Flood recovery works totalling more than $6m have been carried out to date in flood-damaged points across Mid Canterbury.
But there is still more to be done, with recovery work from last year’s autumn floods expected to reach $8.5m across the Ashburton/Hakatere catchment.
Environment Canterbury (ECan) flood protection recovery manager Shaun McCracken said work had been progressing steadily with the total cost estimated for all repairs across the region was $19.7 million.
“The total regional cost to date for repairs to Environment Canterbury flood protection infrastructure is just over $10 million, of which over $6 million has been spent in the Ashburton/Hakatere catchment,” he said.
The work had been carried out by ECan staff and contractors, with a small number of landowners within the rivers also doing their own works.
“The total cost estimate for all repairs is $19.7 million and we expect about $8.5 million of that to be within the Ashburton/Hakatere catchment,” Mr McCracken said.
Ecan was working closely with the National Emergency Management Agency (NEMA) who were co-funding the work with around $7.5 million.
During the first couple of months, the focus was on implementing temporary repairs to reduce out-of-river flows from the Ashley River/Rakahuri to the Opihi River.
“Throughout the winter months, we progressed a significant amount of river berm vegetation reinstatement work.
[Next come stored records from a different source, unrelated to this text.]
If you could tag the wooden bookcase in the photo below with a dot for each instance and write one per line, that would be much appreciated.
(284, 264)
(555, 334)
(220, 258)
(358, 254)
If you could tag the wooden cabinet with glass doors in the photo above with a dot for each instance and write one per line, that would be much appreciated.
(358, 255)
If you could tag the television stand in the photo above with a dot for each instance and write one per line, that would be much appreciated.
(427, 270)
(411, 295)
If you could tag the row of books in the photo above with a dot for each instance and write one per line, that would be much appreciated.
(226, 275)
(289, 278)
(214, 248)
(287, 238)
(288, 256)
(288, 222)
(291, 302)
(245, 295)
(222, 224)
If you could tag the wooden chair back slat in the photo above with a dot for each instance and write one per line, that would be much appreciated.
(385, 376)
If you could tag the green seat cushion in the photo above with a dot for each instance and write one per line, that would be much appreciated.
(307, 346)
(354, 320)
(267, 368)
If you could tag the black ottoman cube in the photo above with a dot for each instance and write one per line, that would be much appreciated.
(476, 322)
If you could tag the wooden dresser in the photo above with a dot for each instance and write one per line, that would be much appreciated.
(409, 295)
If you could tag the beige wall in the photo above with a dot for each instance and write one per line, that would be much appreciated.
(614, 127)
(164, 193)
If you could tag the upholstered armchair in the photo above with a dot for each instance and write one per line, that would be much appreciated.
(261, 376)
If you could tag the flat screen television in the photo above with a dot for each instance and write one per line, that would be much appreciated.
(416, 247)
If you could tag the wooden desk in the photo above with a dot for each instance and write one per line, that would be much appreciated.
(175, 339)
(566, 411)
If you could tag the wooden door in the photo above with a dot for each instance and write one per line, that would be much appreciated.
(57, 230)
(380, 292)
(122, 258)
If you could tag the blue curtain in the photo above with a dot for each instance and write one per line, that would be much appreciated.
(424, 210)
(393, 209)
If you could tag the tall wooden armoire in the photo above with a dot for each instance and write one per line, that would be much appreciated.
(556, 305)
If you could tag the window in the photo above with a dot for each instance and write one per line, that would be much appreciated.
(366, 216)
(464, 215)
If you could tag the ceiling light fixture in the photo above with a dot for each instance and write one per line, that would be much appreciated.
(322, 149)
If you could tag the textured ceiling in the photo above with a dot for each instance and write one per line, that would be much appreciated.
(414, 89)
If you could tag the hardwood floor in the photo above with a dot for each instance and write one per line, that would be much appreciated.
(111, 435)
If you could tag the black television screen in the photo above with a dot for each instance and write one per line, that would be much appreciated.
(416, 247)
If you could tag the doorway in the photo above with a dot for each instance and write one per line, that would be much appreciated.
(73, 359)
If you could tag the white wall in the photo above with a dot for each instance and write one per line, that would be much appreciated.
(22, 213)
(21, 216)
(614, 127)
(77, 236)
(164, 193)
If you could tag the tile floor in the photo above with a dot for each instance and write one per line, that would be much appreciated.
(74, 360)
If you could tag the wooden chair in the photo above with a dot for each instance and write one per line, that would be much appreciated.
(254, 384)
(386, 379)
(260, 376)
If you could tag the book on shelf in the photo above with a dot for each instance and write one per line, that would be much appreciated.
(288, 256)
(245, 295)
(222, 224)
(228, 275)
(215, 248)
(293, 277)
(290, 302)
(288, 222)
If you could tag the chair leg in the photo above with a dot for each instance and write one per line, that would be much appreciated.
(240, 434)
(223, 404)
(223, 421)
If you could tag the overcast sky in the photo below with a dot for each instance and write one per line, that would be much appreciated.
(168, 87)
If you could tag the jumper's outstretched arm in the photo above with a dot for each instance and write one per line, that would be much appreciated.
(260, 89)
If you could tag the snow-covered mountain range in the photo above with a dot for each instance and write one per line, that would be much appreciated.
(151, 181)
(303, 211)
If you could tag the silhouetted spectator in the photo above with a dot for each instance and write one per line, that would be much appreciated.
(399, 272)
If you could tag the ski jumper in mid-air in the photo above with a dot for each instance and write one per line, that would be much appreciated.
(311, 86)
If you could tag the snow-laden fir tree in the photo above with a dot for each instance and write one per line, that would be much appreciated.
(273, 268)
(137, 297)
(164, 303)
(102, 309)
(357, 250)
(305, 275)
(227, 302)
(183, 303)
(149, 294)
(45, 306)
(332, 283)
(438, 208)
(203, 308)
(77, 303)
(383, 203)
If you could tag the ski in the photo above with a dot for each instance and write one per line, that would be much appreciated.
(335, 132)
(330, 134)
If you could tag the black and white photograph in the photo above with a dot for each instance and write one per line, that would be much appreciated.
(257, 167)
This involved relocating trees which had been undermined and washed downstream and replanting them into the berm area to reinstate erosion protection vegetation.
“This is where most of the cost to date has been incurred.
“Throughout the summer months, once the ground conditions were suitable, some of our efforts have shifted to stopbank rebuilds.
He said the two largest stopbank projects in the Ashburton/Hakatere catchment were; the North Branch Ashburton River/Hakatere, upstream of Thompsons Track carried out by Rooney Earthmoving at a cost of around $170k.
Vegetation reinstatement is still to start.
And the South Branch Ashburton River/Hakatere, near Blacks Road, carried out by Grant Hood Contracting (about $175k).
Mr McCracken said significant investment had been required by landowners to restore their own land outside of the river corridor and with autumn rains ahead there were areas of concern.
“All repairs are quite vulnerable to further damage and will remain so for quite a period. This is because the vegetation we’re planting for erosion protection will take time to re-establish,” he said.
“In many places, the re-establishment of a wide buffer of trees is needed and it will take several years before the equivalent pre-flood erosion protection is restored.”
A significant planting programme is planned for this winter.
“We have had great co-operation from adjacent landowners and our contractors have performed marvellously.
“The biggest challenge has been – and will continue to be – continued rainfall events. Much of the work remains vulnerable to erosion and it will take time for us to re-establish a robust vegetative buffer in the river berms.”
All work was due to be completed by May 2023; within two years of the flood.
ECan has uploaded a flood recovery job map on their website so people can see the progress.
It gives an overall picture and shows the location of each flood repair job, colour coded by priority.